Therapeutic antibodies can be an efficient alternative when common drugs do not work anymore. However, antibodies obtained from blood of animals such as mice could not be used: The human immune system recognises them as foreign and rejects them. In an international cooperation, scientists from the Helmholtz Centre for Infection Research (HZI) in Braunschweig, Germany have now succeeded in developing a promising approach to solve this problem; with the help of human stem cells they generated mice with a human immune system, which were then vaccinated to produce human monoclonal antibodies. These fully human antibodies could help in the research and therapy of human diseases. Their results have now been published in the current online issue of the scientific journal 'PLoS One.'
Antibodies are small proteins, produced by B cells during an immune response. They bind at and thus mark invading pathogens so that scavenger cells recognise and destroy them. 'The task of our immune system is to distinguish between self and non-self structures,' says Professor Carlos A. Guzman, head of the department of 'Vaccinology and Applied Microbiology' at the HZI. 'This means also that only human antibodies come into question for an antibody therapy,' since the human immune system fights antibodies from mice - a threat for the patient. Furthermore, it is cumbersome to humanise murine antibodies for human treatment or to generate human B cell clones producing high quantities of antibodies.

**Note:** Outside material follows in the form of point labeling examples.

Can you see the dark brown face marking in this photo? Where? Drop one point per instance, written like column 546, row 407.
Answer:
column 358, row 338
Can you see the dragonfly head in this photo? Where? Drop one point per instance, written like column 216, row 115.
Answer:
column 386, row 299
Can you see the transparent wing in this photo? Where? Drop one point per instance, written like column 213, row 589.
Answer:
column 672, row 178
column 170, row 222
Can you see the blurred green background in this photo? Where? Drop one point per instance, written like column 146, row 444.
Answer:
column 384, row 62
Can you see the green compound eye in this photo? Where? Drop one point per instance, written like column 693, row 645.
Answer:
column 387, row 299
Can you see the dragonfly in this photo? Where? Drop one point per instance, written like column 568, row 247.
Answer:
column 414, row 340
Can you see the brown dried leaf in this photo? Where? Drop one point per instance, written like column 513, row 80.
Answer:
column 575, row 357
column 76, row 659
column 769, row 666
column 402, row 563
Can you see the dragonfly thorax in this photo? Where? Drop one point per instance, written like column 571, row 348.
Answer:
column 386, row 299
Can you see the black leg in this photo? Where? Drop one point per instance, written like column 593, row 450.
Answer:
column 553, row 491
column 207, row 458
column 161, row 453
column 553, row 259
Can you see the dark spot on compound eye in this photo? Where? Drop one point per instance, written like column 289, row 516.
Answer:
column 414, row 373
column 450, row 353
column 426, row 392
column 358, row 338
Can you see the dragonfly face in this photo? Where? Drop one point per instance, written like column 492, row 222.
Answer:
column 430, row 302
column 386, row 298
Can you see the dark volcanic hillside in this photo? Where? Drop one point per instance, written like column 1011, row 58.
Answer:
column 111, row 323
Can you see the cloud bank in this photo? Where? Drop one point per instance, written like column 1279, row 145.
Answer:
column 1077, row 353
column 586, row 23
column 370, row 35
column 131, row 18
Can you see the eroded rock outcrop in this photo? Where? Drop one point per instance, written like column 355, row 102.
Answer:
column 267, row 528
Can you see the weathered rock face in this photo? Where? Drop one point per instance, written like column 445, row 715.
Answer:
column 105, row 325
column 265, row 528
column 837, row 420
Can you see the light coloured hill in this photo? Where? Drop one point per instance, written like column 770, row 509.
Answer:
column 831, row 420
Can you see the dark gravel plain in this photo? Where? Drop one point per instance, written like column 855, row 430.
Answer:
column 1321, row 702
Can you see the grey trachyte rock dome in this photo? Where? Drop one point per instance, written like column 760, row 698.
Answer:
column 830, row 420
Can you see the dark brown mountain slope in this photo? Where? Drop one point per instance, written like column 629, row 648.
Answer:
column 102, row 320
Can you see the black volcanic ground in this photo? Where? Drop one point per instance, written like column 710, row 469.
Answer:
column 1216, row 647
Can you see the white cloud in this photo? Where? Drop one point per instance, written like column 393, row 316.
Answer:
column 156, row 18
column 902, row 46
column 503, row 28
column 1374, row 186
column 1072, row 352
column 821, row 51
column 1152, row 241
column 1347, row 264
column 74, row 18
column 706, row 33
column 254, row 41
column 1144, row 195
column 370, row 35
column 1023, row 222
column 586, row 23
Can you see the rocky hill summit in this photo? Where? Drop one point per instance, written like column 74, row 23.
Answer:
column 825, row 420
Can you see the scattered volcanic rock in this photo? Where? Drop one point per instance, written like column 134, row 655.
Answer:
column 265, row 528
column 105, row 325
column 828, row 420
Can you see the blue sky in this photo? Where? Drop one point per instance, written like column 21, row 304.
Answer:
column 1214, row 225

The scientists used an already established method to give a human immune system to mice, which were then exploited to solve this problem: they injected human stem cells into young mice that due to a genetic defect lack an immune system. The stem cells migrate into the bone marrow, proliferate, differentiate and lead to the generation of a human immune system. 'In our in-depth investigations we were able to detect all important types of immune cells in these mice,' says Dr Pablo Becker, scientist in the HZI department 'Vaccinology and Applied Microbiology.'
To validate the new approach, mice with a human immune system were vaccinated against Hepatitis B or Tetanus. The scientists then isolated human antibody producing B cells from the mice and treated them so that they survive outside the body in a cell culture dish and continue producing antibodies. Then, the researchers took a deeper look at the antibodies. The results give hope: 'Antibodies from mice with a human immune system showed good properties in our tests, but the model still needs to be improved for broad implementation in biomedicine,' says Pablo Becker. 'However, we were able to demonstrate for the first time that it is possible to produce human monoclonal antibodies using humanised mice.' Now it is important to improve this mouse model to use it one day for the development of advanced therapies against human diseases. 'In the future this approach might represent the most powerful tool to develop therapeutic antibodies for clinical use,' hopes Becker.